OLMo-2-1124-13B-Instruct

allenai

OLMo-2 13B instruct model by AllenAI - Open language model with 13.7B params, trained on Tülu 3 dataset for chat and math tasks. Apache 2.0 licensed.

Property	Value
Parameter Count	13.7B
License	Apache 2.0
Paper	Link
Base Model	OLMo-2-13B-1124-DPO

What is OLMo-2-1124-13B-Instruct?

OLMo-2-1124-13B-Instruct is an advanced language model developed by Allen Institute for AI as part of their OLMo (Open Language Model) series. This model represents a significant advancement in open-source AI, featuring 13.7B parameters and specialized training for instruction-following capabilities. It's built upon the base OLMo-2 13B model and has undergone multiple training phases including supervised fine-tuning on the Tülu 3 dataset, DPO training, and RLVR training.

Implementation Details

The model implements a sophisticated architecture trained specifically for instruction-following tasks.
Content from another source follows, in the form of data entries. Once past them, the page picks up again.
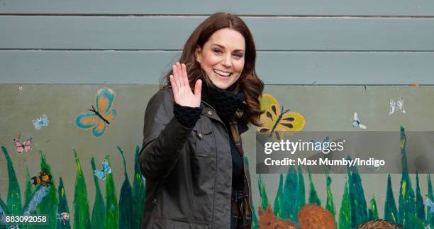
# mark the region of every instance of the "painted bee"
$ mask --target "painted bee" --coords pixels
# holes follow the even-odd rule
[[[48,187],[48,185],[52,184],[51,181],[51,175],[48,174],[47,170],[38,172],[36,176],[31,178],[33,180],[33,185],[40,184],[45,187]]]

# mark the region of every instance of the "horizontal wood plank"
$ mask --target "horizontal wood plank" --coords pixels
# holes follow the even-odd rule
[[[0,51],[0,83],[158,84],[179,52]],[[434,84],[434,52],[258,52],[267,84]]]
[[[430,0],[240,0],[177,2],[169,0],[0,0],[0,13],[184,14],[208,15],[218,11],[243,15],[434,16]]]
[[[1,16],[0,49],[180,50],[204,18]],[[434,51],[434,18],[243,18],[259,50]]]

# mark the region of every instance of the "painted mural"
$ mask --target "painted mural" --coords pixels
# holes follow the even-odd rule
[[[138,161],[143,115],[147,101],[157,87],[55,87],[51,94],[58,93],[59,98],[46,93],[50,86],[27,85],[20,90],[16,85],[1,86],[2,95],[9,96],[1,99],[0,127],[9,130],[0,136],[0,216],[46,215],[50,228],[139,228],[145,196]],[[245,164],[252,171],[254,184],[257,184],[252,192],[254,228],[434,226],[430,175],[408,173],[407,145],[411,143],[406,138],[406,129],[434,129],[433,124],[425,123],[434,117],[431,116],[434,111],[423,106],[425,110],[412,113],[415,104],[404,106],[404,99],[396,94],[412,96],[413,101],[419,97],[429,100],[434,96],[434,88],[368,88],[367,91],[366,88],[358,87],[336,91],[339,91],[336,88],[321,86],[276,87],[279,90],[268,86],[268,91],[275,93],[266,94],[261,104],[267,111],[261,117],[264,126],[250,128],[243,138],[247,155]],[[20,94],[26,90],[28,94]],[[378,101],[382,91],[384,96],[399,99],[385,97],[384,101]],[[338,97],[340,101],[335,101]],[[360,101],[360,97],[365,101]],[[89,109],[86,107],[91,98]],[[18,112],[22,107],[24,111]],[[82,113],[86,109],[89,112]],[[318,125],[328,117],[333,117],[333,121],[324,126]],[[385,120],[393,123],[382,127],[379,123]],[[257,174],[249,165],[255,163],[252,146],[255,130],[279,139],[285,133],[330,127],[354,131],[389,128],[399,132],[399,140],[391,144],[399,145],[396,154],[401,156],[403,172],[372,178],[359,173],[357,167],[348,167],[346,174],[338,176],[328,171],[313,174],[290,166],[286,173]],[[399,182],[392,182],[397,179]],[[384,185],[372,186],[367,179]],[[0,225],[0,229],[18,228],[47,226]]]

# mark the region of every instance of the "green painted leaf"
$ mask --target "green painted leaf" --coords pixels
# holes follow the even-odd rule
[[[8,167],[8,174],[9,176],[9,186],[8,189],[8,198],[6,200],[6,206],[9,209],[11,214],[21,214],[23,212],[23,206],[21,206],[21,191],[20,191],[20,185],[16,179],[13,164],[9,157],[9,154],[6,149],[2,146],[1,150],[6,159]]]
[[[119,197],[119,228],[130,229],[133,228],[135,225],[134,212],[134,200],[133,199],[133,188],[130,184],[130,179],[126,171],[126,162],[123,156],[122,149],[117,147],[118,150],[121,152],[122,160],[123,162],[123,173],[125,179],[122,187],[121,188],[121,196]]]
[[[91,164],[92,171],[96,170],[95,165],[95,158],[91,159]],[[104,199],[101,192],[99,187],[99,181],[96,176],[94,177],[94,182],[95,184],[95,202],[94,203],[94,208],[92,209],[92,229],[104,229],[106,223],[106,206],[104,205]]]
[[[268,197],[267,196],[267,191],[265,190],[265,183],[262,181],[261,174],[259,174],[257,178],[257,186],[260,191],[260,196],[261,198],[261,208],[262,210],[267,209],[268,206]]]
[[[69,206],[68,206],[68,201],[67,200],[66,191],[65,191],[65,186],[63,186],[63,180],[62,177],[59,177],[59,188],[57,189],[57,194],[59,196],[59,205],[57,206],[57,228],[59,229],[69,229],[71,228],[71,223],[69,222]],[[62,217],[62,214],[68,214],[68,218],[64,218]]]
[[[375,196],[373,196],[371,199],[369,203],[369,210],[368,211],[368,220],[377,220],[379,217],[378,216],[378,209],[377,208],[377,201],[375,201]]]
[[[136,151],[136,154],[137,154],[137,151]],[[244,157],[244,165],[245,167],[247,167],[247,169],[249,169],[249,159],[247,157]],[[250,203],[250,207],[252,208],[252,229],[257,229],[259,228],[259,220],[257,220],[257,216],[256,216],[256,211],[255,208],[255,206],[253,205],[253,203]]]
[[[286,177],[284,185],[283,210],[282,218],[290,219],[292,222],[297,221],[297,184],[299,177],[294,166],[289,166],[286,172]]]
[[[430,199],[431,200],[434,200],[434,193],[433,192],[433,185],[431,184],[431,176],[430,175],[429,171],[428,172],[426,179],[428,186],[428,193],[427,197]],[[430,224],[434,225],[434,214],[432,214],[430,213],[430,208],[427,208],[426,209],[426,218],[427,220],[430,222]]]
[[[273,212],[277,218],[282,218],[283,210],[283,174],[280,173],[279,178],[279,187],[277,188],[277,194],[274,199],[274,205],[273,206]]]
[[[386,190],[386,202],[384,203],[384,219],[394,223],[398,223],[399,216],[398,215],[398,209],[396,208],[396,203],[394,197],[390,174],[387,177]]]
[[[308,167],[308,178],[309,178],[309,199],[308,203],[321,206],[321,201],[318,197],[315,186],[313,185],[313,181],[312,180],[312,174],[311,174],[311,169]]]
[[[75,157],[75,166],[77,167],[74,195],[74,228],[88,229],[91,228],[91,220],[89,203],[87,202],[86,181],[77,151],[75,149],[73,149],[73,151],[74,157]]]
[[[55,179],[51,172],[51,167],[47,163],[45,156],[43,154],[42,150],[39,150],[40,155],[40,171],[47,171],[47,173],[51,175],[51,183],[48,186],[49,189],[47,191],[47,196],[42,199],[36,207],[36,214],[48,215],[49,227],[55,228],[56,227],[56,216],[57,213],[57,192],[55,185]],[[43,189],[43,186],[41,187]],[[33,228],[47,228],[47,225],[33,226]]]
[[[3,217],[4,215],[10,214],[9,209],[8,209],[8,206],[1,199],[0,196],[0,218]],[[6,229],[9,228],[10,225],[0,224],[0,229]]]
[[[133,184],[133,190],[135,210],[134,211],[135,220],[135,225],[132,228],[140,228],[142,224],[142,217],[143,217],[143,211],[145,210],[145,179],[142,176],[140,167],[139,164],[139,146],[135,147],[135,155],[134,157],[134,184]]]
[[[105,157],[108,166],[111,166],[110,156]],[[118,208],[118,200],[116,199],[116,190],[113,180],[113,172],[107,174],[106,179],[106,228],[118,229],[119,219],[119,208]]]
[[[425,219],[425,205],[423,204],[423,198],[421,194],[421,187],[419,186],[419,174],[416,171],[416,216]]]
[[[297,214],[300,209],[306,204],[306,190],[304,188],[304,178],[303,178],[303,172],[301,167],[298,167],[299,172],[299,184],[297,184]]]
[[[252,207],[252,215],[253,218],[253,220],[252,221],[252,229],[258,229],[259,220],[257,220],[257,216],[256,216],[256,210],[255,210],[255,206],[253,206],[253,203],[250,203],[250,206]]]
[[[339,228],[351,228],[351,206],[350,203],[348,182],[346,179],[344,194],[342,198],[342,202],[340,203],[340,210],[339,211]]]
[[[326,191],[327,192],[327,203],[326,203],[326,210],[330,211],[335,220],[335,225],[336,225],[336,209],[335,208],[335,203],[333,203],[333,196],[331,191],[331,182],[332,179],[328,174],[328,172],[326,171]]]
[[[30,173],[28,172],[28,166],[26,164],[26,191],[24,191],[24,206],[28,203],[32,193],[33,192],[33,186],[30,179]]]
[[[351,160],[351,157],[348,156],[347,160]],[[347,166],[347,170],[351,206],[351,223],[352,228],[357,228],[360,223],[367,220],[367,205],[357,167]]]
[[[400,143],[402,175],[401,177],[401,184],[399,186],[399,199],[398,213],[399,214],[399,223],[404,225],[406,229],[416,228],[416,226],[410,220],[409,214],[416,215],[416,194],[411,185],[411,180],[407,169],[407,155],[406,147],[407,145],[407,138],[406,137],[404,127],[400,130]]]

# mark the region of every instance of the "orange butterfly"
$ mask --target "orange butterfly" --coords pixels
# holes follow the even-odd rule
[[[277,100],[271,94],[265,94],[260,101],[261,110],[265,111],[260,117],[262,126],[257,128],[259,133],[273,139],[281,140],[284,133],[292,133],[301,130],[306,121],[301,114],[296,112],[284,111],[279,106]]]
[[[109,88],[98,90],[91,113],[82,113],[75,119],[75,125],[83,129],[92,129],[95,137],[101,136],[106,131],[107,125],[110,124],[117,116],[118,111],[112,108],[115,99],[114,91]]]

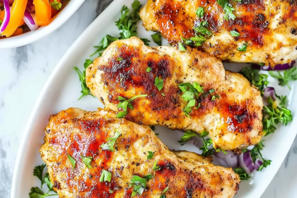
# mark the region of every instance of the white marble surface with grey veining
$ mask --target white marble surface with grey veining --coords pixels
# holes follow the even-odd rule
[[[49,35],[24,46],[0,50],[0,198],[10,197],[22,133],[45,82],[70,45],[112,1],[86,0]],[[296,166],[297,139],[261,198],[297,197]]]

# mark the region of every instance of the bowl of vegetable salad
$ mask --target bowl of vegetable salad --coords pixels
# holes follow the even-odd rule
[[[0,49],[24,45],[61,26],[85,0],[0,0]]]

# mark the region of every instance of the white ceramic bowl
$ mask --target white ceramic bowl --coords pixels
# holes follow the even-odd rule
[[[80,7],[85,0],[70,0],[53,21],[35,31],[0,39],[0,49],[13,48],[32,43],[51,33],[68,20]]]

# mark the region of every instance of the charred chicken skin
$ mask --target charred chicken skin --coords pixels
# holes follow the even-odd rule
[[[236,193],[240,181],[231,168],[194,153],[173,153],[148,126],[115,115],[70,108],[50,118],[40,151],[59,197],[122,198],[136,193],[230,198]]]
[[[206,39],[199,47],[222,60],[274,66],[297,58],[296,0],[148,0],[140,15],[171,44],[198,28]]]
[[[150,47],[135,37],[116,41],[87,69],[87,86],[106,107],[138,123],[205,130],[226,150],[258,142],[260,92],[218,59],[187,49]]]

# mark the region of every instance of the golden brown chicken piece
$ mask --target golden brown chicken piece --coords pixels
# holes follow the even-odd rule
[[[130,197],[139,185],[136,197],[228,198],[238,190],[231,168],[194,153],[175,155],[148,126],[98,110],[70,108],[50,118],[40,152],[60,197]],[[149,151],[155,153],[148,159]],[[131,186],[135,175],[142,184]]]
[[[140,15],[147,30],[159,31],[171,44],[194,37],[193,27],[201,28],[198,34],[208,39],[201,49],[222,60],[274,66],[297,58],[296,0],[228,1],[235,10],[227,12],[236,17],[228,21],[217,0],[148,0]],[[199,7],[204,14],[200,8],[198,17]],[[232,36],[231,31],[240,35]],[[237,49],[246,43],[246,51]]]
[[[156,83],[161,79],[159,91]],[[260,91],[241,75],[225,71],[220,61],[196,49],[184,53],[168,46],[150,47],[136,37],[117,41],[87,68],[86,81],[92,94],[116,111],[125,108],[117,108],[124,100],[118,96],[147,95],[127,105],[125,118],[138,123],[198,133],[206,130],[214,144],[225,150],[256,144],[261,139]],[[188,90],[184,94],[181,88],[188,89],[190,83],[203,86],[204,92],[193,88],[196,93]]]

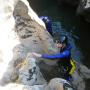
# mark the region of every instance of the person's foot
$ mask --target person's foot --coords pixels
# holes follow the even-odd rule
[[[69,75],[67,78],[66,78],[67,81],[72,81],[72,76]]]

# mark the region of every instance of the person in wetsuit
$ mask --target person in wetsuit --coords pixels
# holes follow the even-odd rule
[[[49,55],[49,54],[33,53],[33,55],[36,57],[51,60],[58,59],[58,67],[59,68],[61,68],[61,66],[64,67],[65,70],[64,78],[68,80],[71,77],[70,71],[72,69],[72,65],[71,65],[71,45],[68,43],[67,36],[61,35],[56,46],[60,48],[60,52],[57,54]]]

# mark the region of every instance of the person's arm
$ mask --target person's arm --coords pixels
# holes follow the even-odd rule
[[[46,59],[62,59],[62,58],[68,57],[69,55],[70,55],[70,52],[66,50],[62,53],[58,53],[54,55],[42,54],[41,57]]]

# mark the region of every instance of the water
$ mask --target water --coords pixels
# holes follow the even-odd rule
[[[76,15],[76,8],[58,6],[56,0],[30,0],[30,5],[39,16],[50,16],[54,22],[60,22],[62,29],[69,35],[72,33],[73,43],[77,46],[73,57],[90,68],[90,23]]]

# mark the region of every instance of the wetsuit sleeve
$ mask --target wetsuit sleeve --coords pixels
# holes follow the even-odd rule
[[[62,59],[62,58],[68,57],[69,55],[70,55],[70,52],[66,50],[62,53],[58,53],[54,55],[43,54],[41,57],[46,59]]]

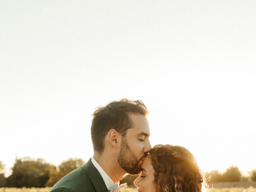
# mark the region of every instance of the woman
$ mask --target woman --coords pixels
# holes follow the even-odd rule
[[[202,192],[208,190],[204,175],[188,150],[157,145],[150,151],[134,181],[139,192]]]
It uses BF16 tensor type and includes a specific chat template format for consistent interaction. The training process involved multiple stages, culminating in RLVR training with carefully tuned hyperparameters including a 4×10⁻⁷ learning rate and 2,048 token length capacity.

Specialized training on math, reasoning, and general instruction-following tasks
Implements advanced PPO settings for RLVR training
Supports both chat and task-specific applications
Includes built-in chat templating system

Core Capabilities

Strong performance on mathematical reasoning (87.4% on GSM8k)
Advanced instruction following and chat capabilities
High safety scores (77.5% on safety benchmarks)
Robust performance across multiple evaluation metrics including MMLU (68.6%)

Frequently Asked Questions

Q: What makes this model unique?

This model stands out for its fully open nature and strong performance across diverse tasks, particularly in mathematics and reasoning. It's also notable for its transparent training process and comprehensive documentation.

Q: What are the recommended use cases?

The model excels in mathematical problem-solving, general instruction following, and chat applications. It's particularly well-suited for research and educational purposes, with specific strength in tasks requiring logical reasoning and mathematical computation.